Cognition
Devin, the AI software engineer. The first real agentic coding product.
cognition.ai ↗Cognition is the best-positioned agent-first company in the market. Devin is the only autonomous dev product whose demos hold up under scrutiny, and the Windsurf acquisition was the most strategically interesting M&A move in AI last year — it bought Cognition enterprise distribution at a price that will look cheap in retrospect. The execution question now is whether the team can operationalize a high-touch enterprise motion on top of the research intensity that built Devin.
What's going for them.
- 01Devin is the first agentic coding product that a non-technical observer can watch for five minutes and understand — it plans, writes, runs, debugs, and reports. The demo does real work.
- 02The Windsurf acquisition (July 2025) — completed days after Google raided Windsurf's CEO — gave Cognition an IDE surface, an enterprise pipeline, and 30%+ instant ARR uplift. Unusual opportunism, well executed.
- 03The founding team (three former International Olympiad in Informatics medalists) is unusually deep on algorithms — which shows in how Devin handles multi-step planning versus competitors' flatter agents.
- 04$400M round in September 2025 at $10.2B gave the company the balance sheet to out-execute on agent R&D while Cursor and Replit focus on the editor surface.
- 05Positioned one layer above the code-editor wars: if agents start doing a material fraction of end-to-end software work, Devin is the reference product.
What they built
Devin is an autonomous software engineer — a product that takes a task description, plans a sequence of steps, executes them in a sandboxed environment, debugs its own failures, and reports back with a completed pull request. Cognition has built the planning, execution, and evaluation infrastructure around Devin to handle end-to-end tasks that previously required a human engineer: code migrations, bug triage, feature builds, integration work. The Windsurf acquisition in July 2025 added a full AI-native IDE, which Cognition now ships as the front-end to Devin for users who prefer an editor-centric workflow.
How they got here
Scott Wu, Steven Hao, and Walden Yan — all former IOI medalists, all with backgrounds in competitive programming and research engineering — started Cognition in late 2023 with an explicit agent-first thesis. The company stayed quiet for six months, then launched Devin in March 2024 with a demo that went viral and set the benchmark for what agentic coding was supposed to look like.

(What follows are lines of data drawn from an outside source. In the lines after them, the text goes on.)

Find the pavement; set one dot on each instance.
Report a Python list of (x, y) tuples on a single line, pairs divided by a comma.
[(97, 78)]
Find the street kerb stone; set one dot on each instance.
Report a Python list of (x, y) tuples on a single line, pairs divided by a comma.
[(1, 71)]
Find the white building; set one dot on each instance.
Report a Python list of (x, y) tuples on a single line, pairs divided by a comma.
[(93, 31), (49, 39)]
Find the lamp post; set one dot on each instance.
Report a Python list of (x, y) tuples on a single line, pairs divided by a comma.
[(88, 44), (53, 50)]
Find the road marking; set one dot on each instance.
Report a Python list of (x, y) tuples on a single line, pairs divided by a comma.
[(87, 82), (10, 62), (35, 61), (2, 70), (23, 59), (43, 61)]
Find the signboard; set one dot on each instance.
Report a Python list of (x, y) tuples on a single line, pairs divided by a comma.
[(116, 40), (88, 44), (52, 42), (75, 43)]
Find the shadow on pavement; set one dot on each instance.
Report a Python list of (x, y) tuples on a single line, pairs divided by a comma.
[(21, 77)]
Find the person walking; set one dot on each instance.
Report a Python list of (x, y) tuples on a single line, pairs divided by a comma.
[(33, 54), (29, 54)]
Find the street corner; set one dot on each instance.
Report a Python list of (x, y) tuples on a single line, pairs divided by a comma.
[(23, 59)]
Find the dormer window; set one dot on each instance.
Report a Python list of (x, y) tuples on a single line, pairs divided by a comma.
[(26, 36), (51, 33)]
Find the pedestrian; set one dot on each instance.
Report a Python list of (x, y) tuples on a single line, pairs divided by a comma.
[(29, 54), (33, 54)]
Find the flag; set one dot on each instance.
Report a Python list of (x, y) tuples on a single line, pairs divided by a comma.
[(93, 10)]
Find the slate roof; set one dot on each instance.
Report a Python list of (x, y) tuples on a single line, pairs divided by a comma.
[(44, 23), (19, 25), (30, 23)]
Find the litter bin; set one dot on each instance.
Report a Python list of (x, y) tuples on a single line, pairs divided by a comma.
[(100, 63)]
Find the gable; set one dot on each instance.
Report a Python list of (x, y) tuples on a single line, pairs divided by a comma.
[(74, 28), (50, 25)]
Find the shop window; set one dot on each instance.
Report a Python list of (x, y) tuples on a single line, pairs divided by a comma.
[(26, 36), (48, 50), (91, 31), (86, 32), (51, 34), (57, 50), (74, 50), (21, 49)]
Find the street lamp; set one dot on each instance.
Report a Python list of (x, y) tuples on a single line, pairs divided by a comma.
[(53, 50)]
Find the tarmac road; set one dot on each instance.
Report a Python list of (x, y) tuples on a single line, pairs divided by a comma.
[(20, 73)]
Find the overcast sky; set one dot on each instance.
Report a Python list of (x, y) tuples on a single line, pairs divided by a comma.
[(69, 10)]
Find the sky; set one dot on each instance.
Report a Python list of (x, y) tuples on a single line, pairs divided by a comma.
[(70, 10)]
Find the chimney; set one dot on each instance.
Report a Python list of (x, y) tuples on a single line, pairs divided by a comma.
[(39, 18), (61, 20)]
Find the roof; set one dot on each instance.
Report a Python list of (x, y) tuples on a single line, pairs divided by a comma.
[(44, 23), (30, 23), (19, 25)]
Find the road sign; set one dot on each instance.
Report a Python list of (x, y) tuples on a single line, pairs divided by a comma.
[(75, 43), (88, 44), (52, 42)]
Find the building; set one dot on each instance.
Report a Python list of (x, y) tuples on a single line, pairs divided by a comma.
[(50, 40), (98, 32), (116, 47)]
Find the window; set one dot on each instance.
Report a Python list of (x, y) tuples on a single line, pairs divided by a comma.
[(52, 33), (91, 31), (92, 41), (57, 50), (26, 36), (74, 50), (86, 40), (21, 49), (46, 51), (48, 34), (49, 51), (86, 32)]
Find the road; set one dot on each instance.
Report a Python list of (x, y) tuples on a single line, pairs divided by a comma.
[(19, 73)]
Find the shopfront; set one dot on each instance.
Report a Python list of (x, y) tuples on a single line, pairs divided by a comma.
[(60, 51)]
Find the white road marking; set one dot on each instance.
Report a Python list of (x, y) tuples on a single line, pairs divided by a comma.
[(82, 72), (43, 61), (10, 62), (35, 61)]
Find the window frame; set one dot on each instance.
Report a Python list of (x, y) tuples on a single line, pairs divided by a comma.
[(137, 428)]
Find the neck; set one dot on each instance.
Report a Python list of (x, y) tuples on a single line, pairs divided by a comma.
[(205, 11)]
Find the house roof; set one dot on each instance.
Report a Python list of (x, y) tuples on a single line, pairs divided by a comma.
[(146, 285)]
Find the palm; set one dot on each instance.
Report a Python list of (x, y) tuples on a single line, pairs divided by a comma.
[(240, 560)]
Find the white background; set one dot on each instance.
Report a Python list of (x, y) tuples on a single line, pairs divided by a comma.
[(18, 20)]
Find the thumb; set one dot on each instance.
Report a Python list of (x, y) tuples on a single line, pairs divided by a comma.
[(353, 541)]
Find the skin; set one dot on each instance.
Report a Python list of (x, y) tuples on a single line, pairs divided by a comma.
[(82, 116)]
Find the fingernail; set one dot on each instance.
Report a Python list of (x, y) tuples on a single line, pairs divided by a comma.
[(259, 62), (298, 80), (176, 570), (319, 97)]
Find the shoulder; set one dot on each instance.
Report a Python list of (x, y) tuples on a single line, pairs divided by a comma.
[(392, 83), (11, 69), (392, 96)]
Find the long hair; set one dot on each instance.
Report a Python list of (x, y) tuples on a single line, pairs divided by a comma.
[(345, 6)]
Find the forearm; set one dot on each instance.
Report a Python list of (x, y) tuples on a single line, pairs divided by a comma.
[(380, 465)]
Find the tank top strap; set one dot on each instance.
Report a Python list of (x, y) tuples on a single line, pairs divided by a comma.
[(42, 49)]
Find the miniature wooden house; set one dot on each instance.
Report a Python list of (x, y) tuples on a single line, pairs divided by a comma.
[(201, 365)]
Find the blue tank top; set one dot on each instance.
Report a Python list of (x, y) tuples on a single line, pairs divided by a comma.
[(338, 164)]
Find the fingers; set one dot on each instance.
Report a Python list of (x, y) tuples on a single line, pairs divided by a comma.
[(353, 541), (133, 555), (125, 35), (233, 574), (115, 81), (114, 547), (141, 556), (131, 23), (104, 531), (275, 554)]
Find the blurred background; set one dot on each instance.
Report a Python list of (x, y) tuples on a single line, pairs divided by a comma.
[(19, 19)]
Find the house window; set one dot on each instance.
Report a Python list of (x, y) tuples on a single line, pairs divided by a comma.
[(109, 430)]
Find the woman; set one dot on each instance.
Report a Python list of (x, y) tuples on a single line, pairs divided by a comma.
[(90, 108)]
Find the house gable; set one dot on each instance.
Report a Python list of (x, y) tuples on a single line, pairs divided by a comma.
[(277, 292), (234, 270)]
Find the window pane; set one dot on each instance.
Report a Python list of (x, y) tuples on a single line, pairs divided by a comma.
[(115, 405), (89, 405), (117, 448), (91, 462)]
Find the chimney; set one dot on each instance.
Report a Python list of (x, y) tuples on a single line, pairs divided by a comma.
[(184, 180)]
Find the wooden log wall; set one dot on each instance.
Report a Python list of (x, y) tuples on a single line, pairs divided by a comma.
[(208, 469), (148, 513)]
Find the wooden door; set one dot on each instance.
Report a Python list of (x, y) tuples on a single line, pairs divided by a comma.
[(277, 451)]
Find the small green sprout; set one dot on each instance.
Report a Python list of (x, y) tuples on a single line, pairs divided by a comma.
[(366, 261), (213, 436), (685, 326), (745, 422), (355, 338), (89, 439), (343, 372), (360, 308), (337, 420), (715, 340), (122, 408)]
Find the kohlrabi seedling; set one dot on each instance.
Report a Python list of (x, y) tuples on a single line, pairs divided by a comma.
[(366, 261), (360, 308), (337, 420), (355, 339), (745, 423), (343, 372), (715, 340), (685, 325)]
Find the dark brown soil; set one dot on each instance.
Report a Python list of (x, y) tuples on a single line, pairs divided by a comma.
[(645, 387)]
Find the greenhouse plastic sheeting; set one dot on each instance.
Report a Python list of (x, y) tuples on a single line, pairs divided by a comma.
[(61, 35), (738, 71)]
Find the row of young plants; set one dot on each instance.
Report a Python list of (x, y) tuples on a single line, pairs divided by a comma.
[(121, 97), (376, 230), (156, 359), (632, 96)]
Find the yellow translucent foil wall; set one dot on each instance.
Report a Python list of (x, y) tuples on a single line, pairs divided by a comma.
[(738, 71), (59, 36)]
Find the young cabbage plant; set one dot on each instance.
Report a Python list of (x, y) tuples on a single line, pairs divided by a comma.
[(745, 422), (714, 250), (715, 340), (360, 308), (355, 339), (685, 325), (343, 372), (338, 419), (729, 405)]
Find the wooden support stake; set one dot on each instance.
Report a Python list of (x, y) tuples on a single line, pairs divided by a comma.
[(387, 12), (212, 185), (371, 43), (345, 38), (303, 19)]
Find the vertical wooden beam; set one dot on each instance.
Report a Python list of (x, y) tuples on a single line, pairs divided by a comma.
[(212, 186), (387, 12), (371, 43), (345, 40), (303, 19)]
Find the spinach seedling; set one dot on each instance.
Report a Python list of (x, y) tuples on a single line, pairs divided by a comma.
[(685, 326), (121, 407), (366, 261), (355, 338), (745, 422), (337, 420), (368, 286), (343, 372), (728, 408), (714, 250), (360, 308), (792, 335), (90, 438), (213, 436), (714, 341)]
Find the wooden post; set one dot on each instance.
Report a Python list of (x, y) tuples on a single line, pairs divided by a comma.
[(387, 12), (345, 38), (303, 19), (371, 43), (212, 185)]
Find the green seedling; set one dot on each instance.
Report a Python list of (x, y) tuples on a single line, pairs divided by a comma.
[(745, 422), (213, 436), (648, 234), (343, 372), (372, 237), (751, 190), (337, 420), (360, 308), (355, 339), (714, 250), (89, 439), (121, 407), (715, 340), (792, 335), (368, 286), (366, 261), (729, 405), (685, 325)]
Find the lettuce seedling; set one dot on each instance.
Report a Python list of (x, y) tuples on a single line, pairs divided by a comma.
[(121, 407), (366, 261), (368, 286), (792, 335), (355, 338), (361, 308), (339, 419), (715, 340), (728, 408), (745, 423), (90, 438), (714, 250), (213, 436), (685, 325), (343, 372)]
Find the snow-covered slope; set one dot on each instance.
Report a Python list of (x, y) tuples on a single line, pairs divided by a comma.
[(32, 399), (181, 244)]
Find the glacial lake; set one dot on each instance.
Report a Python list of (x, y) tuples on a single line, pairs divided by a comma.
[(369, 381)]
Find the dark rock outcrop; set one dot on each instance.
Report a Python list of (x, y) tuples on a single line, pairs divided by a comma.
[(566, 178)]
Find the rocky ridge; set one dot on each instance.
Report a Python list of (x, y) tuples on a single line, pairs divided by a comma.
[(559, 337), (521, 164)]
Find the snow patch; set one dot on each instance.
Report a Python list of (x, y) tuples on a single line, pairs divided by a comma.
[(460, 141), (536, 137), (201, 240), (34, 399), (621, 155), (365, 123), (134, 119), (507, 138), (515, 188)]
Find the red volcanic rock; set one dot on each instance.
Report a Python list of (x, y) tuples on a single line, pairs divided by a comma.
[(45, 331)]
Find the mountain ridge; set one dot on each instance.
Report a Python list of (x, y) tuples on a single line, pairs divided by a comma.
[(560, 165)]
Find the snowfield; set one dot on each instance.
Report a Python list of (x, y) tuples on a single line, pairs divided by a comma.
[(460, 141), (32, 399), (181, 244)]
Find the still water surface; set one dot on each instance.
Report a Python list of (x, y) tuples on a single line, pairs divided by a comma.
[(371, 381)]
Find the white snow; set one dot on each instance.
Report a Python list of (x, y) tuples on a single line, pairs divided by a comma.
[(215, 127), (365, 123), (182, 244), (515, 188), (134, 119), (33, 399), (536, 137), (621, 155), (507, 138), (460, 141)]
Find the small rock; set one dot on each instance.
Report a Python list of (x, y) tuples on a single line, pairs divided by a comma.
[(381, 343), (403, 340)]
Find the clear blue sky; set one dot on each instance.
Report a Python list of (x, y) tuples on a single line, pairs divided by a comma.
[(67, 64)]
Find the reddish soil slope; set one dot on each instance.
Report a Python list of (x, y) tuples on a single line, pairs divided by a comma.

The first year was uneven. Devin’s early releases impressed on benchmarks but struggled on messy real-world codebases. Through 2024 and early 2025 the team rebuilt the planning and tool-use infrastructure, and by mid-2025 Devin’s ARR grew from $1M (Sep 2024) to $73M (June 2025). Then in July 2025 — two days after Google hired away Windsurf’s CEO — Cognition acquired Windsurf outright, absorbing the team, the IDE product, and an existing enterprise customer base. The September 2025 $400M round at $10.2B followed.
What’s ahead
Three things will determine whether Cognition becomes a generational company or a category leader that gets compressed by the frontier labs. First, reliability: Devin’s planning is good enough to be useful but not yet good enough to be trusted on high-stakes work without supervision. Second, enterprise: Windsurf gave Cognition a pipeline, but the company has not yet proven it can run the multi-quarter enterprise sales cycles that the category requires. Third, pricing: autonomous agents are the first AI product category where per-task pricing makes more sense than per-seat, and Cognition has a chance to define the pricing architecture for the whole space.
Why it matters
Cognition is the cleanest investable bet on AI agents actually working — not as marketing copy but as revenue. If agentic software engineering becomes a real category over the next two years, Devin is the product that will be cited as the one that made it possible. For founders building in the agent space, the Cognition playbook — deep research, slow launch, aggressive M&A at the right moment — is the reference case for how to compete when the frontier labs could move into your space any quarter.